Nice : D
Now make stuff to see if a point x,y is on parabolic vector [(x1, y1), (x2, y2), (x3, y3)] and to see if a circle intersects a parabola and if a circle intersects a vector : D.
The circle would be used for units or w/e and the points would be used for spells or w/e.
I guess a lot of stuff still needs to be created >.<
CircleIntersectsTriangle
CircleIntersectsEllipse
CircleIntersectsCircle
CircleIntersectsParabola
CircleIntersectsParabolicVector
CircleIntersectsCircle
CircleIntersectsRectangle
CircleIntersectsSquare
All of the above for Rectangles, Squares, Triangles, and Ellipses too and the below
IntersectsLine
IntersectsVector
Plus we need to get the Steiner Ellipse working given a triangle so that we can form the smallest possible ellipse defined by a triangle.
A unit's range is defined by 4 right triangles: (left, front), (right front), (left, back), (right, back), which in turn defines 2 rectangles: (left, front, right), (left, back, right) and 4 arcs (one arc per hypotenuse of each triangle).
The arcs are defined by the 4 steiner circumellipses formed by the 4 right triangles and the rectangles (over hypotenuse) formed by each triangle (remember each triangle is half of a rectangle).
I'm working on that last problem there, but I've yet to figure it out : P.
We also need stuff for checking to see if shapes are inside of shapes >.<, like is a line segment inside of a circle.
There also needs to be functions to see how much a shape is within another shape.
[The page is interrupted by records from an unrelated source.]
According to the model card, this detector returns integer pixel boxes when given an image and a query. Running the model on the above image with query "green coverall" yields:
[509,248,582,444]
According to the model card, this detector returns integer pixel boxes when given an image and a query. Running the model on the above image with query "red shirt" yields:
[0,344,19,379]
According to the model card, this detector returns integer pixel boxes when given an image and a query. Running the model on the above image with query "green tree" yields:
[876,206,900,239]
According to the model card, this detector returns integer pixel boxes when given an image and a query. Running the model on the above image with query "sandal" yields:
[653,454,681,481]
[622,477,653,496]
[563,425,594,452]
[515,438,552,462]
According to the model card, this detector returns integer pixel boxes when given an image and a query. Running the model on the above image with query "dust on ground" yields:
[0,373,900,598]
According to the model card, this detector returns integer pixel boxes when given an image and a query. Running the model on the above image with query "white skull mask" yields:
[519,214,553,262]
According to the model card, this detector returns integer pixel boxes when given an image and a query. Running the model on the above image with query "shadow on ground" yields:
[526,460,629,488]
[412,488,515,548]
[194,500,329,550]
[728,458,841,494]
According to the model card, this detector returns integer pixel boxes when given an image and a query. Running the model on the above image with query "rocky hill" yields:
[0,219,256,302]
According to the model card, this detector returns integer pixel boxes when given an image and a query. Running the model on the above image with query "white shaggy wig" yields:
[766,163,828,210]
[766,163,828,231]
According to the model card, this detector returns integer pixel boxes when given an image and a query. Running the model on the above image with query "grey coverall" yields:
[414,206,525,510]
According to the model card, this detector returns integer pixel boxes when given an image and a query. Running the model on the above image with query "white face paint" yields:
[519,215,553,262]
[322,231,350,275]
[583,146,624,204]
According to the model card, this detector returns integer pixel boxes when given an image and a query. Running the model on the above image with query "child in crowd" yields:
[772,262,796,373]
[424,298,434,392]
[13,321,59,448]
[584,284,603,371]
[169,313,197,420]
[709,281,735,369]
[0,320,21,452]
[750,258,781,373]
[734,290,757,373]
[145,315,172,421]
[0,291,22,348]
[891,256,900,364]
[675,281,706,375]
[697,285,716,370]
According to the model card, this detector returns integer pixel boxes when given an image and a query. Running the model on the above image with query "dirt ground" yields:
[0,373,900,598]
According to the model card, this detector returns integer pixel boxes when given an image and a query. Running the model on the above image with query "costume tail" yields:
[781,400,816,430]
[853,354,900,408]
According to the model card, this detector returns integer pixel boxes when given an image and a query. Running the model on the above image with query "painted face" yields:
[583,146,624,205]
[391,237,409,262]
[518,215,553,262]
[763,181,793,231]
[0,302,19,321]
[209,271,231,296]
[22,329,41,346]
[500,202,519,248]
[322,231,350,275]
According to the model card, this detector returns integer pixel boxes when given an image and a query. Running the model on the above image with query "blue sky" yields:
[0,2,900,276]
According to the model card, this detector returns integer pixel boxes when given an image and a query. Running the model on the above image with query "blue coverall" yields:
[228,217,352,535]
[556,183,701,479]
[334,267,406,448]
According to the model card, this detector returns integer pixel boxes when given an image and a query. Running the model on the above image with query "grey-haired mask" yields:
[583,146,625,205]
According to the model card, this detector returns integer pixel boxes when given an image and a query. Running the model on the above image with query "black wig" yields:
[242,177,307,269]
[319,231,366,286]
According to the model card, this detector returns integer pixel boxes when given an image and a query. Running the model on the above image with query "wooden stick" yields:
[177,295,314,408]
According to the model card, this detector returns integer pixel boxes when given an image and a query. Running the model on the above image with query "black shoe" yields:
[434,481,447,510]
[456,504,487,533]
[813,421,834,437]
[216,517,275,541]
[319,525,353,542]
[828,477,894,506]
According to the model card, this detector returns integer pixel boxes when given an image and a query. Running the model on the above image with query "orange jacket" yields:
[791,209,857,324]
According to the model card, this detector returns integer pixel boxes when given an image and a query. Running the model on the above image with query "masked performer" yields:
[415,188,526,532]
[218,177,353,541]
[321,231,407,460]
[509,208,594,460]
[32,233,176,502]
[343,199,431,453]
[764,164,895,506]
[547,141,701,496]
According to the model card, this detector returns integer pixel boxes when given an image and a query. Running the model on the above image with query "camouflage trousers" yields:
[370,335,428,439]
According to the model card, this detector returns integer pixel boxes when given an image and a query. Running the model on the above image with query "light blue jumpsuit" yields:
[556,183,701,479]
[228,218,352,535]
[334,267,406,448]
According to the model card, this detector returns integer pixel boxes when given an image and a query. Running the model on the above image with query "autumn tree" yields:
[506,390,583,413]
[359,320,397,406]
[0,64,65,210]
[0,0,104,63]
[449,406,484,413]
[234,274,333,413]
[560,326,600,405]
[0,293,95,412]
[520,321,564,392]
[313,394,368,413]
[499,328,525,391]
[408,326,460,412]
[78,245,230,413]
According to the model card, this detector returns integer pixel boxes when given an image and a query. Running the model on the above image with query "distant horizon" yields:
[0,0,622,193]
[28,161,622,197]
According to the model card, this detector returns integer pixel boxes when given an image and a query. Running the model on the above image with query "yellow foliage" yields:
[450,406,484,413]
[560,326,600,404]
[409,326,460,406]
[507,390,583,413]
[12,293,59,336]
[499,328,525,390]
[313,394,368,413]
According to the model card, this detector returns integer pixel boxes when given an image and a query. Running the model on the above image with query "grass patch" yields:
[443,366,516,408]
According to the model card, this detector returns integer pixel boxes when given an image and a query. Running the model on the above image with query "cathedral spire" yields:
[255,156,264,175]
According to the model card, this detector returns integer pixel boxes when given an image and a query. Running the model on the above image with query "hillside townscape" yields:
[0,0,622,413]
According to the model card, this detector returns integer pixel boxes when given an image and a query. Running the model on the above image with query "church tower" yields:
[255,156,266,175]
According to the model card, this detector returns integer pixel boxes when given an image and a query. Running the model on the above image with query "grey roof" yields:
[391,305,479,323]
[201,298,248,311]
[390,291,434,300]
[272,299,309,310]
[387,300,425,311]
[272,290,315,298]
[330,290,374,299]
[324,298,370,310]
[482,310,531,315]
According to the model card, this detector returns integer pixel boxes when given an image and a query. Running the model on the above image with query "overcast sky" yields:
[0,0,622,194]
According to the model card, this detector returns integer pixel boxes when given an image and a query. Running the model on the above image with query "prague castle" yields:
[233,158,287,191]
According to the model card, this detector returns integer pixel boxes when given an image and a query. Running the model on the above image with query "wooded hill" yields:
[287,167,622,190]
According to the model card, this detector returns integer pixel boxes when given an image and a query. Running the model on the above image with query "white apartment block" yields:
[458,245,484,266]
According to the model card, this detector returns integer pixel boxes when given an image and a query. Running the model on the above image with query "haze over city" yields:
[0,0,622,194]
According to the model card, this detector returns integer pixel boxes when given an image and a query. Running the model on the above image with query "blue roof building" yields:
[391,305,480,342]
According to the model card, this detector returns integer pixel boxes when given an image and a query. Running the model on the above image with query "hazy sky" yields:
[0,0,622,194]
For example, how much a circle is inside of a square. These functions need to return a percent. For example, if a circle intersects with a square and half of that circle is in the square, then it'd return .5 (50%).
I think a moderator needs to make a list of math functions that still need to be made : P.
So why do we need the percents? If we define an effect by size in square units * effect per square unit, then we can see how much of the effect to apply to something.
For example, if an attack does 3 damage per 32 by 16 rectangle and the attack is applied over a semi-circle circle with radius 1000, the total damage would be 3*(pi*1000^2)/(2*(32*16)
If only 20% of the semi-circle intersected with unit u defined by the circle (h, k) and radius r where h,k was the unit's coordinates and radius r was the size of the unit (many units are sized 16 to 32 to 128), then the total damage would be ((3*pi*1000^2)/(2*(32*16))*.2
With motion, if you were to go around a circle starting at 0 degrees and ending at 360 degrees in a counter clockwise motion, you would go along the legs of the triangles (front, -front, back, -back) (top right, top left, bottom left, bottom right) in n intervals of i where i is the total length of time for the effect / n.
For more realism, given each arc has its own unique period of time, it would be tquad/n = i for each quadrant.
You would continue to do checks for intersections of the effect position defined by a parabola, a rectangle, or w/e and apply % for that effect. The effect would travel along its path (the motion). The total effect (instant motion) would be the area of the entire motion*area of entire effect (a circle with a rectangle going about it).
The motion stuff is much more realistic, but would require timers and lots of enumerations ;o.
Both the static and the motion stuff would give the same totals, just in different ways. The motion gives w/e a chance to move out of or into the way or defend/enhance, or w/e = p.